Already, other social media networks, ad networks, ecommerce giants and publishers are working to board the people-based marketing train before it moves too far from the station. Sure, Facebook custom audiences measurement is limited – for example, marketers don’t see which individuals they submit are actually targeted – but the broader benefit is getting other publishers to see the value of enabling people-based marketing. The hallmark of this marketing approach is deterministic, cross-device mapping at a user level.
Although it’s still not perfect, this approach at least gives us a fighting chance at reducing spending waste due to ad fraud, accurately attributing to mobile advertising, figuring out incremental campaign impact and, ultimately, giving digital marketers the evidence they need to claim their fair share of the overall marketing budget.

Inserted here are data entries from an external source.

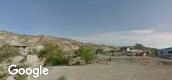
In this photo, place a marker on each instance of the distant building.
(135, 52)
(166, 52)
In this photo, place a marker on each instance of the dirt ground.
(118, 69)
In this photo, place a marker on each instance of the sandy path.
(111, 71)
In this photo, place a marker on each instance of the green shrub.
(3, 76)
(52, 54)
(88, 53)
(62, 78)
(7, 51)
(20, 77)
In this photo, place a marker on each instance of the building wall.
(165, 52)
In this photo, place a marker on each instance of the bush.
(52, 54)
(88, 53)
(99, 51)
(7, 51)
(77, 61)
(20, 77)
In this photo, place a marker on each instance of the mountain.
(38, 41)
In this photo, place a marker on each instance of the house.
(166, 52)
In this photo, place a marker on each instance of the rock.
(77, 61)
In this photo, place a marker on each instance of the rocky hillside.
(38, 40)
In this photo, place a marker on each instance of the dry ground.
(123, 68)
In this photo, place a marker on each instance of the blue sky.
(88, 20)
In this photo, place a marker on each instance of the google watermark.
(35, 72)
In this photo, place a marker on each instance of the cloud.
(154, 37)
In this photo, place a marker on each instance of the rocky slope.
(38, 40)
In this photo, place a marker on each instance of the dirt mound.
(143, 61)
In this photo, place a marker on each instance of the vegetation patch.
(52, 54)
(62, 78)
(88, 53)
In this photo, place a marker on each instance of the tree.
(7, 51)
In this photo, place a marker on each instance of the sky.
(112, 22)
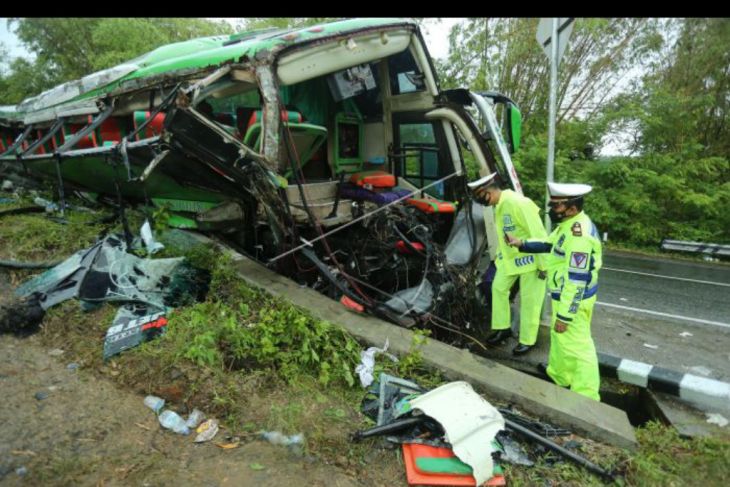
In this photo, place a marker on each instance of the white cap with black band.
(482, 181)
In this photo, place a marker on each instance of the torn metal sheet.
(417, 299)
(133, 325)
(470, 422)
(467, 236)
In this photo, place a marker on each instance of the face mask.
(555, 216)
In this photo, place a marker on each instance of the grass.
(258, 363)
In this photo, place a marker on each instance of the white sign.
(545, 32)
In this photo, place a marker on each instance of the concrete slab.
(554, 404)
(688, 421)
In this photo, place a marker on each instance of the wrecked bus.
(327, 153)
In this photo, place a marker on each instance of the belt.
(588, 293)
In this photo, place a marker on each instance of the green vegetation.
(258, 363)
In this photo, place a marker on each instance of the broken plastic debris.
(150, 243)
(277, 438)
(718, 419)
(700, 370)
(154, 403)
(367, 363)
(172, 421)
(469, 421)
(206, 431)
(195, 418)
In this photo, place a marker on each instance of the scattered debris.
(194, 419)
(172, 421)
(700, 370)
(469, 421)
(718, 419)
(108, 272)
(228, 446)
(150, 243)
(21, 316)
(277, 438)
(133, 325)
(367, 363)
(206, 431)
(538, 427)
(512, 452)
(154, 403)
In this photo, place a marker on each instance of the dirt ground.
(61, 425)
(69, 427)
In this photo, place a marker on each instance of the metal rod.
(558, 449)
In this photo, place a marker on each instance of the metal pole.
(552, 116)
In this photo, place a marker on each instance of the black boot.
(499, 336)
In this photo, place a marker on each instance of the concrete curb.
(593, 419)
(692, 388)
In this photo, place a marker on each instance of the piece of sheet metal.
(470, 422)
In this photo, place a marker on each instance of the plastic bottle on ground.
(172, 421)
(278, 438)
(154, 403)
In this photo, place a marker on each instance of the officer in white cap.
(518, 216)
(573, 263)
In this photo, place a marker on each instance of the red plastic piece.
(411, 451)
(432, 206)
(352, 305)
(373, 179)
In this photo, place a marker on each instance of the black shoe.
(521, 349)
(498, 336)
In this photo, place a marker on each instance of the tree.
(502, 54)
(70, 48)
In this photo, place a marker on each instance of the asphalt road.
(670, 313)
(680, 293)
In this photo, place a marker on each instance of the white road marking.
(668, 315)
(699, 281)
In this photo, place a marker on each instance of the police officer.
(518, 216)
(573, 263)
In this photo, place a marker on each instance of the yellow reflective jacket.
(520, 217)
(573, 264)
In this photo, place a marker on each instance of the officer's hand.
(512, 241)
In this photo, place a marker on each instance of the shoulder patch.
(579, 260)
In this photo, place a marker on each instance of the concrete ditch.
(562, 407)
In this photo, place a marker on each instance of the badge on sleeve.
(578, 260)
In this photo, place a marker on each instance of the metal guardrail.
(697, 247)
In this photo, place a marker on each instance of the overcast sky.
(435, 33)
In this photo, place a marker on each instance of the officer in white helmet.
(517, 216)
(573, 262)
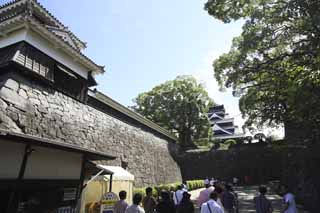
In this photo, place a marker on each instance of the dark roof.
(7, 53)
(37, 141)
(217, 108)
(30, 20)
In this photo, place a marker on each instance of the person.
(212, 181)
(184, 186)
(135, 207)
(289, 201)
(211, 206)
(218, 189)
(235, 181)
(206, 181)
(149, 202)
(165, 205)
(261, 202)
(205, 194)
(121, 205)
(229, 199)
(177, 197)
(185, 206)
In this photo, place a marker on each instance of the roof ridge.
(69, 45)
(57, 20)
(9, 3)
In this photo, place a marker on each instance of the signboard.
(69, 194)
(108, 201)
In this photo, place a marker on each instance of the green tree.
(180, 106)
(274, 65)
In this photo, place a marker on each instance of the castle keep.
(53, 127)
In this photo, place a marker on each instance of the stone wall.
(257, 161)
(32, 108)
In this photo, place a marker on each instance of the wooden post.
(110, 183)
(27, 151)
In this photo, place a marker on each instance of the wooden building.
(222, 124)
(44, 156)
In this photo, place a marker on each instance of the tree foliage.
(180, 105)
(274, 65)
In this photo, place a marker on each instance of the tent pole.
(110, 183)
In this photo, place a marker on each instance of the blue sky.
(144, 43)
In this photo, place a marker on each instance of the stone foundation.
(32, 108)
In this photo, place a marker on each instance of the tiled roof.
(7, 53)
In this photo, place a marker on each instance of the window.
(35, 60)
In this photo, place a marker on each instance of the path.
(246, 195)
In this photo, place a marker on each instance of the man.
(229, 199)
(178, 195)
(185, 186)
(289, 201)
(262, 204)
(135, 207)
(204, 195)
(211, 206)
(212, 181)
(121, 205)
(149, 202)
(235, 181)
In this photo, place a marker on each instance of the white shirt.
(235, 180)
(213, 205)
(177, 197)
(289, 199)
(220, 204)
(206, 182)
(212, 182)
(134, 209)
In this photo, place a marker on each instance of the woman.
(219, 191)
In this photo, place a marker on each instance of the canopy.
(119, 173)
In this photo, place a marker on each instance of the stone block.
(13, 98)
(12, 84)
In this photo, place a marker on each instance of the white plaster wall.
(11, 155)
(46, 163)
(45, 46)
(13, 37)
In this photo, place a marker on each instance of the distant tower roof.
(222, 125)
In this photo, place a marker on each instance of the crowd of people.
(216, 197)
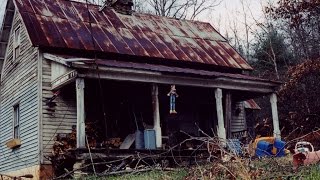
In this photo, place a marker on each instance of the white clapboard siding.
(20, 85)
(238, 122)
(58, 119)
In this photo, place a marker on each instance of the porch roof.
(152, 73)
(63, 24)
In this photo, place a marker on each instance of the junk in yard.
(305, 154)
(268, 146)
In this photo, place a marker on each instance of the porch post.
(81, 135)
(156, 115)
(275, 118)
(228, 113)
(220, 129)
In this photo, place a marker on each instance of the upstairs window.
(17, 42)
(16, 121)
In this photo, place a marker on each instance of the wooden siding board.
(238, 122)
(58, 119)
(18, 84)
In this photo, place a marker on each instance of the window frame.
(16, 42)
(16, 121)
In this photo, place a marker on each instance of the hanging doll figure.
(173, 95)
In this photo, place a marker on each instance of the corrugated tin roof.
(251, 104)
(66, 24)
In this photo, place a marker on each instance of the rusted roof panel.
(73, 25)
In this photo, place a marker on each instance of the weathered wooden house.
(67, 63)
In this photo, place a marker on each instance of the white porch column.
(220, 129)
(156, 115)
(275, 118)
(81, 135)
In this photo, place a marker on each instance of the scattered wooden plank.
(128, 141)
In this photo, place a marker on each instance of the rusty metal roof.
(251, 104)
(66, 24)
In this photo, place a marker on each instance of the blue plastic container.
(279, 145)
(234, 146)
(149, 139)
(264, 149)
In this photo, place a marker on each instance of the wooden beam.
(221, 131)
(156, 115)
(55, 58)
(228, 113)
(64, 80)
(159, 78)
(81, 134)
(275, 118)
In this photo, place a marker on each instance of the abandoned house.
(72, 67)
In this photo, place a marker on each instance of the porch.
(123, 98)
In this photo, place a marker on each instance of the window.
(16, 121)
(16, 44)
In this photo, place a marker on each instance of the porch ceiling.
(151, 73)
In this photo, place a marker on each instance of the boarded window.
(16, 121)
(17, 42)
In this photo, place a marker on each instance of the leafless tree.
(182, 9)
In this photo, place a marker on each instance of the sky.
(227, 14)
(2, 8)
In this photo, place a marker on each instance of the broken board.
(128, 141)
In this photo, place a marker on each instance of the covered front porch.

As a direct-marketer-turned-digital-marketer, this has me dusting off my fancy sample size estimator and refreshing my direct marketing modeling techniques.
So, what will this new age of digital analytics look like? I see some big things on the horizon over the next 12 to 18 months:
Better Cross-Channel Measurement
When you start the targeting process with individuals whose data includes PII, you gain the ability to go beyond tracking just online conversions to also tracking offline interactions. This is possible through matching targeted individuals back to brick-and-mortar store sales, call center transactions and B2B sales. Finally, marketers will be able to quantify how many of the contacted individuals conducted research online and completed transactions offline.
Real Incremental Testing
Once we can determine which individuals we want to talk to, we can create a random group from the same population to hold out from marketing communications as a control group. The result is real incremental measurement and real marketing program ROI.
This has plagued digital marketers from the beginning, in spite of millions of dollars in industry investment on advanced attribution. Even though people-based marketing will take a while to reach scale, I expect to see it used sooner as another proof point for broader digital marketing ROI.
DMP: A Bridge Between People-Based And Cookie-Based Targeting
Although, for privacy reasons, PII is disassociated from the data-management platform (DMP), data onboarders, such as recently acquired Datalogix and Liveramp, make it possible to connect first-party data to cookies.
I’m seeing the DMP, which grew up primarily as a third-party data audience targeting tool, being used more to activate first-party data to inform media targeting and inbound website experiences. Digital analysts are left to sort out audience measurement in this limbo state between cookie and people data, and DMP providers are racing to enable better people-based tracking and targeting tools.
Traditional Campaign Management Tools Used For Tracking Digital Marketing
As people-based marketing grows up, marketers need the ability to keep track of each people-based outbound communication. So, along with direct mail, short message service and email promotion history, expect to add Facebook, Twitter, eBay and many other programs to an expanded contact history. Once a conversion occurs, we need to then connect this data to traditional cookie-based log file histories in privacy-friendly ways to enable a much richer view of how digital customer engagement leads to offline purchase. These same advancements will also lead to more accurate fractional attribution algorithms.
Although I’m not naïve enough to believe these changes will all sweep in overnight, I’m excited by the direction in which the industry seems to be headed. An evolution in people-based digital analytics feels long overdue.